To validate the document select Run → Run JCam. You'll see the Run JCam dialog shown in Figure 6. By default JCam selects the loaded XML file, and should identify its structure ID as purchaseOrder (the root of this structure). Click Finish to close the dialog and run the validation; the results appear in the Run Results view at the bottom of the main window. Notice that the validation indicates two errors, although only one is in view in Figure 6. If you look closely you'll see that nodes with errors have a tiny yellow or red error icon attached to them and their antecedents. In this case, because the error occurs on the <zip> element, its parent <shipTo> element also displays an error icon, as does the root <purchaseOrder> element. Similarly, you can deduce that the second error is buried within the <billTo> element.

Figure 6. Performing a Validation: Validation results appear in the Run Results view. Each element or attribute that fails validation has an attached error symbol; its antecedents have a warning symbol.

This XML file validates with no errors in any XML Schema editor. Why does it fail here? The error in the Run Results view indicates the zip code is not valid according to the CAM template. The template is looking for a floating point number with 2 decimal places whereas zip codes in the US, of course, are 5-digit or 9-digit integers. The CAM template rule for the zip code came from the XSD specification, which states simply that a zip code is a decimal. You can see this in Listing 1: Look for the zip field within the USAddress complex type. The CAM template generator could do only as good as a job as its input allowed (a mild case of GIGO). While you might disagree, I submit that the XSD specification is too forgiving; the datatype should have been an integer rather than a decimal. The next section discusses how to correct this error in the CAM Editor.

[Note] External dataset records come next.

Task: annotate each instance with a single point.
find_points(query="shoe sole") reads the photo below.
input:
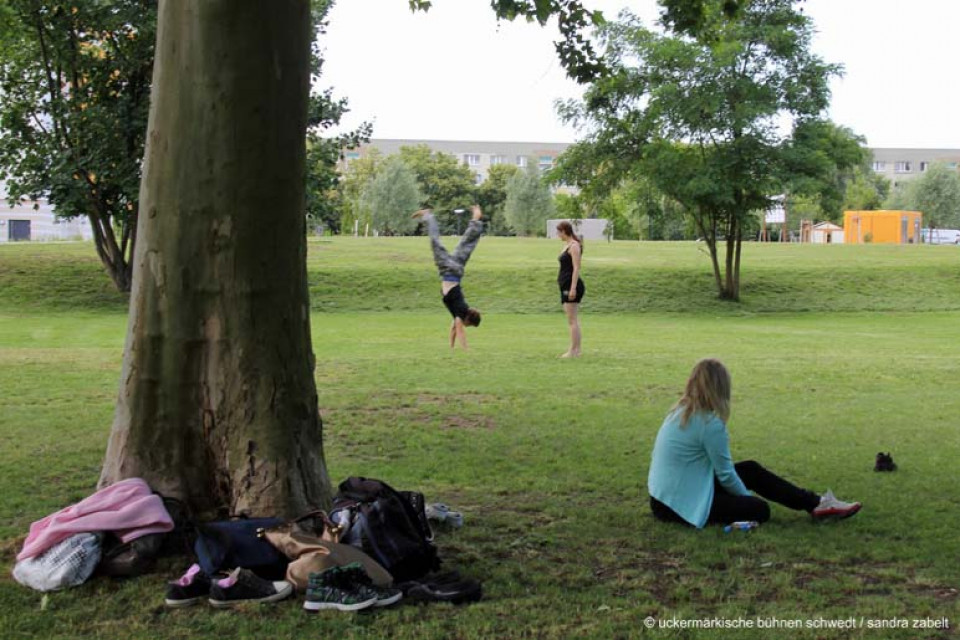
(226, 604)
(838, 514)
(179, 604)
(386, 602)
(313, 607)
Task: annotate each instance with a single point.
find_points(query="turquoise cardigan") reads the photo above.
(685, 461)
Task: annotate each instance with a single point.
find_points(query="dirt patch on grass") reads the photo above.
(453, 412)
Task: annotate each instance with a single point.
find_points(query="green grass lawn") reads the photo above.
(836, 353)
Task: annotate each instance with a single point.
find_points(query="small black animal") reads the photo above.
(885, 463)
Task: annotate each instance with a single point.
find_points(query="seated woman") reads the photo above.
(692, 477)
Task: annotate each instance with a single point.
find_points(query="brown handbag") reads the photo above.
(311, 544)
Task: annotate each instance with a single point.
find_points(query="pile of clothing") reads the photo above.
(374, 548)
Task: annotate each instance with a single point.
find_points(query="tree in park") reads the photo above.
(217, 402)
(529, 203)
(697, 110)
(391, 197)
(937, 194)
(492, 194)
(324, 204)
(75, 86)
(446, 183)
(360, 172)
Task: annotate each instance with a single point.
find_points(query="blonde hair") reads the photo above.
(708, 389)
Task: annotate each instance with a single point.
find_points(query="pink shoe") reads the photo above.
(830, 507)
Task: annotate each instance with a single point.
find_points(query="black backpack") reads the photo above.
(389, 526)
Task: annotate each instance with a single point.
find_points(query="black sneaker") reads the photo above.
(242, 586)
(356, 575)
(190, 589)
(330, 589)
(885, 463)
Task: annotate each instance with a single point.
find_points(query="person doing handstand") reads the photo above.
(451, 268)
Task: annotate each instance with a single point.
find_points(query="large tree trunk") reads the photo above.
(218, 403)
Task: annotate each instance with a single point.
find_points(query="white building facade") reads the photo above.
(35, 220)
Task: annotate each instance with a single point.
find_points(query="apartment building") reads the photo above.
(901, 165)
(897, 165)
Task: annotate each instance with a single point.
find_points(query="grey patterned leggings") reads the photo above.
(451, 266)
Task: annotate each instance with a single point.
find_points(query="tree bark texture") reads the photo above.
(217, 402)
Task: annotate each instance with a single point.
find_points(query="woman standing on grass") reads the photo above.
(692, 477)
(571, 286)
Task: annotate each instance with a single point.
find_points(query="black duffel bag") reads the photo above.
(389, 526)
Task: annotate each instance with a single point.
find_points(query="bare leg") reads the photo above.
(570, 308)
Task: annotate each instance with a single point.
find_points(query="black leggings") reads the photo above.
(727, 507)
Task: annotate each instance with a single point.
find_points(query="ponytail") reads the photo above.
(566, 228)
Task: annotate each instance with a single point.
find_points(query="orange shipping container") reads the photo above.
(882, 227)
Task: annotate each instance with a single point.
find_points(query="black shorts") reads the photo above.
(565, 291)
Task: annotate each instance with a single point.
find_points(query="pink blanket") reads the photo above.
(128, 508)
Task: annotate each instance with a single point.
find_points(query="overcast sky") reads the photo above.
(455, 74)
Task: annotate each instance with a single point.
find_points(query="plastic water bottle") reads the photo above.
(742, 525)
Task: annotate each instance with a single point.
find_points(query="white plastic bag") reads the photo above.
(66, 564)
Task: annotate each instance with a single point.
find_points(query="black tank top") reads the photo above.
(566, 267)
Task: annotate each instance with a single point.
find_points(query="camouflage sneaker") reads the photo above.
(356, 575)
(330, 590)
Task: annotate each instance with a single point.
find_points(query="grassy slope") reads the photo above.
(548, 458)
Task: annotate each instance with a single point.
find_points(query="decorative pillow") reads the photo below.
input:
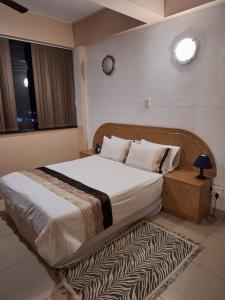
(154, 159)
(115, 149)
(174, 157)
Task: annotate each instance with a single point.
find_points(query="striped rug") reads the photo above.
(137, 265)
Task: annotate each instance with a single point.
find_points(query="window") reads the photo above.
(36, 87)
(23, 85)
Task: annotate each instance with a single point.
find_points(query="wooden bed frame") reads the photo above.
(191, 145)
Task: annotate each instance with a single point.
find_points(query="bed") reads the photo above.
(54, 226)
(57, 229)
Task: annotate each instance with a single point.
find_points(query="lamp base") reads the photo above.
(201, 175)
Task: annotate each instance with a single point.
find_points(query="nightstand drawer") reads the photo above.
(181, 206)
(86, 153)
(83, 155)
(180, 190)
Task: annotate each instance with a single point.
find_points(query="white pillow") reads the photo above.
(174, 156)
(148, 158)
(114, 149)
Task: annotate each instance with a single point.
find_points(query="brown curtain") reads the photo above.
(54, 86)
(7, 95)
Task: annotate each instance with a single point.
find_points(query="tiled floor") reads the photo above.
(23, 276)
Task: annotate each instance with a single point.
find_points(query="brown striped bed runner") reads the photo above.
(95, 205)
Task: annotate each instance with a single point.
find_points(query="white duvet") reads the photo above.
(53, 225)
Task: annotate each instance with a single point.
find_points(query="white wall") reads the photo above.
(191, 97)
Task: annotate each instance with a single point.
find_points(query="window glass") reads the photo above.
(23, 85)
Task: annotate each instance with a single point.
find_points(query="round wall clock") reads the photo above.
(185, 50)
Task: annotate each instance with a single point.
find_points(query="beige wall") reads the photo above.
(30, 150)
(177, 6)
(35, 28)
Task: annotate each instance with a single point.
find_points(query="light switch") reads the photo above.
(148, 102)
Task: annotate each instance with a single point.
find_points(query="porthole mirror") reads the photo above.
(108, 65)
(185, 50)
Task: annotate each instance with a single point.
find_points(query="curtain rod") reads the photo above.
(34, 42)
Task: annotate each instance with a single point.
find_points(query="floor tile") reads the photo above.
(12, 251)
(219, 233)
(28, 280)
(167, 220)
(197, 232)
(212, 257)
(196, 283)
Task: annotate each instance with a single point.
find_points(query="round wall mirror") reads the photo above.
(108, 64)
(185, 50)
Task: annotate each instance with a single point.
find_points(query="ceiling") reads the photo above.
(66, 10)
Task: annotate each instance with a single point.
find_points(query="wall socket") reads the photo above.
(216, 189)
(148, 102)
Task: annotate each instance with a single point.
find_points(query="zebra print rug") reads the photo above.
(137, 265)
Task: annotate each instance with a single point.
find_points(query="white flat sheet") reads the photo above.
(53, 225)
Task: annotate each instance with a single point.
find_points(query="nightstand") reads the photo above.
(186, 196)
(86, 153)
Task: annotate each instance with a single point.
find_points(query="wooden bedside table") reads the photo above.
(86, 153)
(186, 196)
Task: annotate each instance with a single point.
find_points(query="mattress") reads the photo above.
(53, 225)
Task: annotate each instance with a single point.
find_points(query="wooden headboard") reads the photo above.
(191, 145)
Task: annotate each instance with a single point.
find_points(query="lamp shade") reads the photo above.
(203, 162)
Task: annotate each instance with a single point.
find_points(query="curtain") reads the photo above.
(54, 86)
(8, 114)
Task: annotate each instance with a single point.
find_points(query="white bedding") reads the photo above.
(53, 225)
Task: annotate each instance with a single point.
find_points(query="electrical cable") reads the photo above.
(212, 218)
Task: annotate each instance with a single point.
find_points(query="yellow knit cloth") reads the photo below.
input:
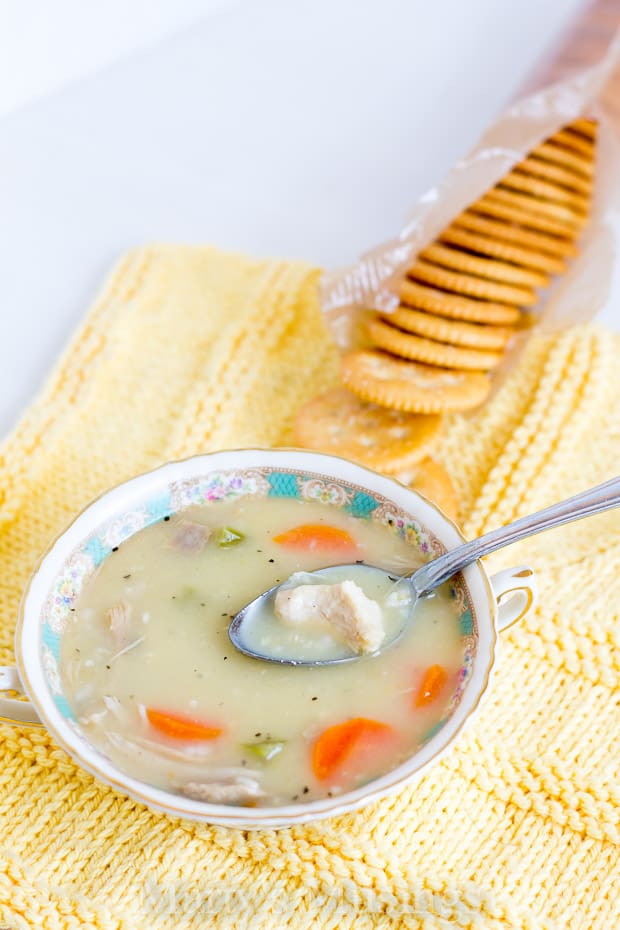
(188, 350)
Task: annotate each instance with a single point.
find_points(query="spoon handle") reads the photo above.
(602, 497)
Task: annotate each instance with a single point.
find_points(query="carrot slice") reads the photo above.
(310, 537)
(180, 727)
(432, 683)
(336, 743)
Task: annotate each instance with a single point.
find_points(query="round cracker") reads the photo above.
(339, 423)
(557, 246)
(559, 213)
(471, 286)
(482, 267)
(381, 379)
(574, 141)
(431, 479)
(503, 250)
(454, 332)
(455, 307)
(419, 349)
(587, 127)
(567, 159)
(549, 172)
(490, 205)
(523, 183)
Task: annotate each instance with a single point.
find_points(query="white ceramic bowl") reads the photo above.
(488, 605)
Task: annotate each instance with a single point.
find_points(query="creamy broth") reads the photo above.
(157, 686)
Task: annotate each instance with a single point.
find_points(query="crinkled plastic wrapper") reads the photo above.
(593, 277)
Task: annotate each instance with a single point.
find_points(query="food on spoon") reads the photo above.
(343, 606)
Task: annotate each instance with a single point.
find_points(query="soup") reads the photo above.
(156, 685)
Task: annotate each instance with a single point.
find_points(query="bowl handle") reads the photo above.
(515, 590)
(15, 712)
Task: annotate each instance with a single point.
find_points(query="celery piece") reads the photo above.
(265, 750)
(228, 537)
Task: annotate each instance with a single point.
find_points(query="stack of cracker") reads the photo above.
(461, 303)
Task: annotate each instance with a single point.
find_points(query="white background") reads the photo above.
(301, 128)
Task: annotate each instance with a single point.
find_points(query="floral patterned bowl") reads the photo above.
(107, 522)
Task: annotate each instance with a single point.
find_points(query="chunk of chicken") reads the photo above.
(191, 537)
(240, 790)
(343, 606)
(119, 618)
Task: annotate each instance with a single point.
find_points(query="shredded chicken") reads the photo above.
(191, 537)
(343, 606)
(240, 790)
(119, 617)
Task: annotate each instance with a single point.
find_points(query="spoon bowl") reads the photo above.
(250, 631)
(256, 627)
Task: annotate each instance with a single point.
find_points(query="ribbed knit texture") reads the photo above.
(190, 350)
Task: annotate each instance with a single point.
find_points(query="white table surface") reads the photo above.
(303, 129)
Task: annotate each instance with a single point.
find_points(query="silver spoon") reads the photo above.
(424, 580)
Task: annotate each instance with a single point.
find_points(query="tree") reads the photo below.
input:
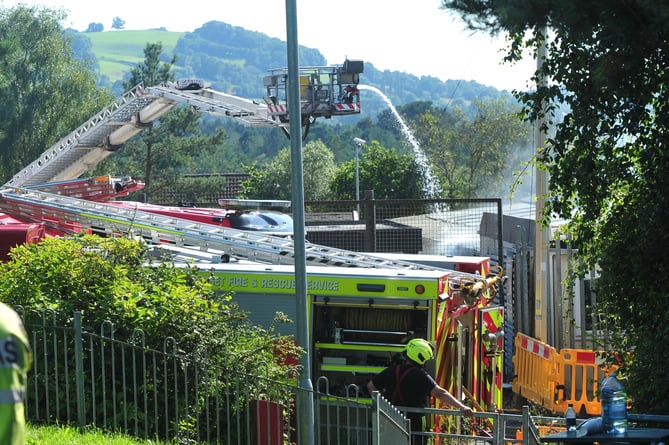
(44, 91)
(607, 159)
(95, 27)
(168, 149)
(117, 23)
(274, 181)
(390, 175)
(470, 146)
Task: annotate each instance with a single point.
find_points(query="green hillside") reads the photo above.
(235, 60)
(119, 51)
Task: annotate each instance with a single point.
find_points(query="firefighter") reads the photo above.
(15, 360)
(409, 384)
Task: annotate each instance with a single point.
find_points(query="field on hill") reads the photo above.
(119, 51)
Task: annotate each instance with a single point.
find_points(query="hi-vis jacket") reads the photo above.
(15, 360)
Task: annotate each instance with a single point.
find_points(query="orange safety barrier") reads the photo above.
(535, 372)
(556, 379)
(579, 370)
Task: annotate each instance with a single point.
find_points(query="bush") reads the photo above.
(109, 280)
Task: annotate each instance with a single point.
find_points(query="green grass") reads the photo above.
(119, 51)
(59, 435)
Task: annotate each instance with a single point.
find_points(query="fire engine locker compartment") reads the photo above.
(354, 341)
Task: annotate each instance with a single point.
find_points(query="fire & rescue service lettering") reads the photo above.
(241, 282)
(9, 352)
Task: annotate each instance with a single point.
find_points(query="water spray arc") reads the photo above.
(431, 188)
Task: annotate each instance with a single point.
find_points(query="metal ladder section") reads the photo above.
(93, 141)
(248, 112)
(97, 188)
(108, 130)
(72, 215)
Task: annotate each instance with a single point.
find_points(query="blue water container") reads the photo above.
(614, 406)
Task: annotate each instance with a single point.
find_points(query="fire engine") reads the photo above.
(360, 319)
(363, 307)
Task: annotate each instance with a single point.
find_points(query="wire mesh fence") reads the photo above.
(404, 226)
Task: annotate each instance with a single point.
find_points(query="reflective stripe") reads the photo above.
(11, 396)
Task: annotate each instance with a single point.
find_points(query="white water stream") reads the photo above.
(431, 188)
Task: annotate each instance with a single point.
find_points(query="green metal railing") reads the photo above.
(94, 379)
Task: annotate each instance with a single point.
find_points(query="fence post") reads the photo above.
(79, 365)
(370, 220)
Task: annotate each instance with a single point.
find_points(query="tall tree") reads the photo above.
(470, 146)
(169, 148)
(608, 158)
(273, 181)
(45, 93)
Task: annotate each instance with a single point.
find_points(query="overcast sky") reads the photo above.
(415, 36)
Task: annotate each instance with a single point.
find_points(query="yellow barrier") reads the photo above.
(555, 379)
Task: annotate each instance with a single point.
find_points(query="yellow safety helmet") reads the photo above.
(419, 351)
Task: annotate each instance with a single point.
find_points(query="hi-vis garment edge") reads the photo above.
(15, 360)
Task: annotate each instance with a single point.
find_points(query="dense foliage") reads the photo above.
(273, 181)
(388, 174)
(110, 281)
(607, 158)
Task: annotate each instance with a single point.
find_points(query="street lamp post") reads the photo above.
(358, 146)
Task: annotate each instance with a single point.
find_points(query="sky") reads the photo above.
(414, 37)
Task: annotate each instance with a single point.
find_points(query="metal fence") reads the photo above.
(425, 226)
(93, 379)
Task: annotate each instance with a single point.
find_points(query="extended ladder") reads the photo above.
(107, 131)
(71, 215)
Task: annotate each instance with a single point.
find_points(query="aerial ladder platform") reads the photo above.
(325, 91)
(49, 190)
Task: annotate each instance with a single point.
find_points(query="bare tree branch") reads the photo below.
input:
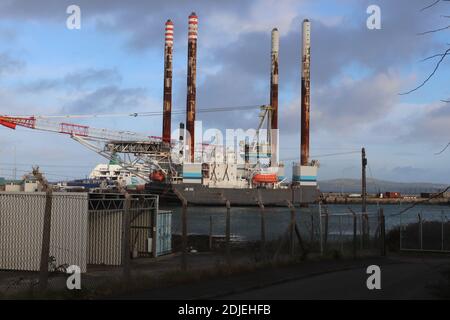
(444, 55)
(443, 150)
(432, 57)
(431, 5)
(433, 31)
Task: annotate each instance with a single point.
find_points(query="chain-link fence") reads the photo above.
(75, 229)
(425, 230)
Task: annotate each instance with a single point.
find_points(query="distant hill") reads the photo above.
(374, 186)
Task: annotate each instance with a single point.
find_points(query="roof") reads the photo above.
(5, 182)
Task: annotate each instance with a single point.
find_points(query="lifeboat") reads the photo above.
(157, 176)
(265, 178)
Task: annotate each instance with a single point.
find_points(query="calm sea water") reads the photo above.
(246, 222)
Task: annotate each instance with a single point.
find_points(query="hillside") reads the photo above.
(374, 186)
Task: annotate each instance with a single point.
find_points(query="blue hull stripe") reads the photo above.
(305, 178)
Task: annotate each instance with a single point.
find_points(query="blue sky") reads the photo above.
(114, 65)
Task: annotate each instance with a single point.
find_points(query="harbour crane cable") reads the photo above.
(437, 195)
(327, 155)
(443, 150)
(140, 114)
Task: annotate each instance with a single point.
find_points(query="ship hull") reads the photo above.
(205, 196)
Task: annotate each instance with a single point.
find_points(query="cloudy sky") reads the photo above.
(114, 65)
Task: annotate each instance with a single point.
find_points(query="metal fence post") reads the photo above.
(155, 228)
(126, 230)
(292, 230)
(420, 231)
(228, 231)
(184, 236)
(320, 229)
(340, 235)
(354, 235)
(442, 230)
(325, 241)
(210, 233)
(263, 228)
(382, 232)
(46, 234)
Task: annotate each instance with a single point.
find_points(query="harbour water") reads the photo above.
(246, 221)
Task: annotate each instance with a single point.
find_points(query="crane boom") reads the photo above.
(73, 129)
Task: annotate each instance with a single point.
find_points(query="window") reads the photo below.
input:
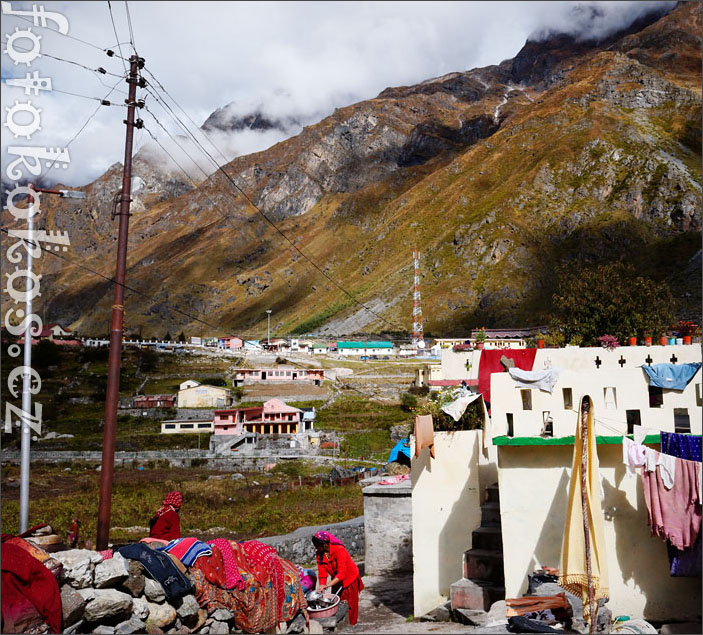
(656, 397)
(568, 398)
(682, 422)
(633, 419)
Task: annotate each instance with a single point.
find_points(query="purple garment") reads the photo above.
(685, 446)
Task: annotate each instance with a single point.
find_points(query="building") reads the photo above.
(365, 349)
(154, 401)
(273, 417)
(193, 394)
(278, 375)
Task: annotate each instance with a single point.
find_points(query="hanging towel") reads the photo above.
(424, 434)
(542, 379)
(187, 550)
(674, 514)
(667, 467)
(457, 407)
(671, 376)
(573, 576)
(489, 363)
(685, 446)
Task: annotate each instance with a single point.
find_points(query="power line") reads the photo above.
(272, 224)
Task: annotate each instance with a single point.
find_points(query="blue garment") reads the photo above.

As you follow along with the examples in this article or explore on your own, you might run into a template that is not behaving as expected. There are a couple things to check in that event.

  • Invoke the Tools → Validate CAM Template menu item to look for any issues from the editor's perspective.
  • If you press Finish in the Run JCam dialog box and nothing seems to happen, press Cancel to close the dialog, and then take a look at the Console view for any error messages. If, for example, you neglected to specify an XML file to validate, the dialog does not disable the Finish button but rather lets you press it, and reports the misleading error "template is null" in the Console view. (Other conditions may cause that error as well.) If the Console view is not visible, nothing appears to happen.